Relative chromosome Y expression (Ry) shown as a function of age for 12 cancer studies from The Cancer Genome Atlas. The figure shows tumor (black) and normal samples (blue). Samples with loss of chromosome Y (LOY), obtained from genotype intensity data, are shown in red triangles. Samples with extreme downregulation of chromosome Y gene expression (EDY) (green triangles) are those with low values of Ry relative to samples with no chromosome Y losses or gains. Although EDY and LOY status overlap, numerous individuals are observed with LOY but no EDY, particularly those with high values of Ry. Normal samples consistently have high Ry values across studies.

Figure 2.

Additive Bayesian network models for age, cancer, loss of chromosome Y (LOY), and extreme downregulation of chromosome Y gene expression (EDY) shown for 12 cancer studies from The Cancer Genome Atlas (TCGA). The left figure shows the driver model, where cancer depends on EDY, EDY on LOY, and LOY on age. Maximum likelihood estimate and Bayes information criterion (BIC) are shown on top. The right figure shows the passenger model, where EDY depends on LOY, LOY on cancer, and cancer on age. In the TCGA studies, the higher likelihood and lower BIC favor the driver model over the passenger model.

Figure 3.

Extreme downregulation of chromosome Y gene expression (EDY) shown as a marker of cancer status of biological samples and individuals. The figure shows the association between EDY and cancer status across different independent studies with publicly available data. A) In The Cancer Genome Atlas (TCGA) study (n = 1774), the odds ratio (OR) of EDY for tumor status of the biological samples of cancer patients was obtained from logistic-regression models adjusting by age for 12 different cancers. The overall estimate of the effect of EDY was computed by a random effects meta-analysis and its heterogeneity with a χ² test. P values are two-sided.
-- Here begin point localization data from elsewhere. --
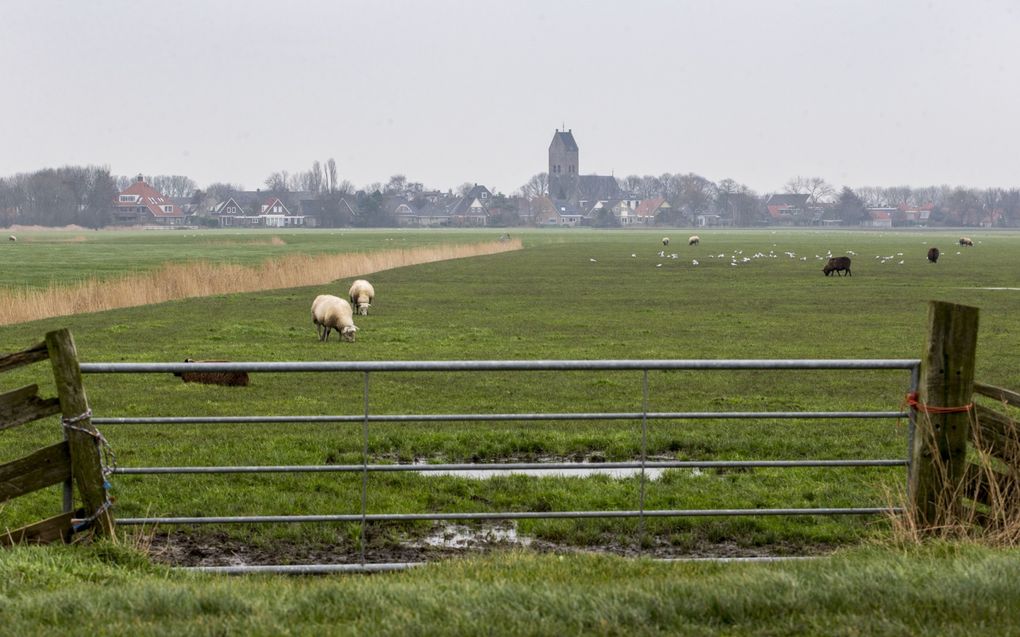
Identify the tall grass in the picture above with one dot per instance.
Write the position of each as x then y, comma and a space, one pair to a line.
984, 505
202, 278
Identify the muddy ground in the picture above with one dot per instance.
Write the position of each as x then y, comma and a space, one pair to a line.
185, 549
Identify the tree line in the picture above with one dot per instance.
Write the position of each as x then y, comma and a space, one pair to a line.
84, 196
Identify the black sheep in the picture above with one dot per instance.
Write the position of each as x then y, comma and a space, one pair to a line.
230, 379
837, 264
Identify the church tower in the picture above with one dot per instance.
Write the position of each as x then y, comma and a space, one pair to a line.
563, 162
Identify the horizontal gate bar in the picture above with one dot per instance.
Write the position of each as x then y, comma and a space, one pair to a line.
491, 417
695, 464
306, 569
530, 515
452, 366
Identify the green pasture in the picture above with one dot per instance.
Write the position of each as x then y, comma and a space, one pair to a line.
935, 590
42, 258
568, 295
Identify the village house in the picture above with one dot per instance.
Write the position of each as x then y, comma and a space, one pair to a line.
786, 209
879, 217
257, 209
140, 204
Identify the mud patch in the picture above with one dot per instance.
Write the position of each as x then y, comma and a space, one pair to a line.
182, 548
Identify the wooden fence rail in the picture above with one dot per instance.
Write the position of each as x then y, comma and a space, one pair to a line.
77, 461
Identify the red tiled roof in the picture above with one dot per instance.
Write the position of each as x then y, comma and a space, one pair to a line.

B) The association between EDY and cancer status of individuals was independently tested in colorectal (n = 142) and kidney (n = 29) cancer case-control studies (GSE66836, GSE36895) and in a population sample of 550 individuals from the Estonian Genome Center of the University of Tartu study. C) A large transcriptomic dataset (n = 6898) was used to assess EDY’s association with multiple cancer diagnoses (E-MTAB-3732). D) Two studies on lung squamous cell carcinoma (GSE5123, LUSC from TCGA, total n = 243) were used to test the association between EDY and cigarettes smoked per day. CI = confidence interval; LUSC = lung squamous cell carcinoma.

Figure 4.

Association of extreme downregulation of chromosome Y gene expression (EDY) with chromosome Y methylation and genome-wide copy number variant proportion for individuals with and without loss of chromosome Y (LOY). A) Number of cancer samples in all four LOY and EDY statuses across 12 cancer studies in The Cancer Genome Atlas (BLCA, COAD, ESCA, KICH, KIRC, KIRP, LIHC, LUAD, LUSC, PRAD, READ, and THCA). B) Odds ratios (OR) of EDY for methylation sites across Y, stratified by LOY (LOY: vertical axis, no LOY: horizontal axis). A total of 52 statistically significant associations for both LOY statuses are in red. Associations for the SRY (sex determining region Y) gene are shown. C) Genome-wide differences in copy number variant (CNV) proportion, positive (+) and negative (−), between no EDY and EDY, and stratified by LOY (no LOY: top, LOY: bottom). BLCA = bladder urothelial carcinoma; COAD = colon adenocarcinoma; ESCA = esophageal carcinoma; KICH = kidney chromophobe; KIRC = kidney renal clear cell carcinoma; KIRP = kidney renal papillary cell carcinoma; LIHC = liver hepatocellular carcinoma; LUAD = lung adenocarcinoma; LUSC = lung squamous cell carcinoma; PRAD = prostate adenocarcinoma; READ = rectum adenocarcinoma; THCA = thyroid carcinoma.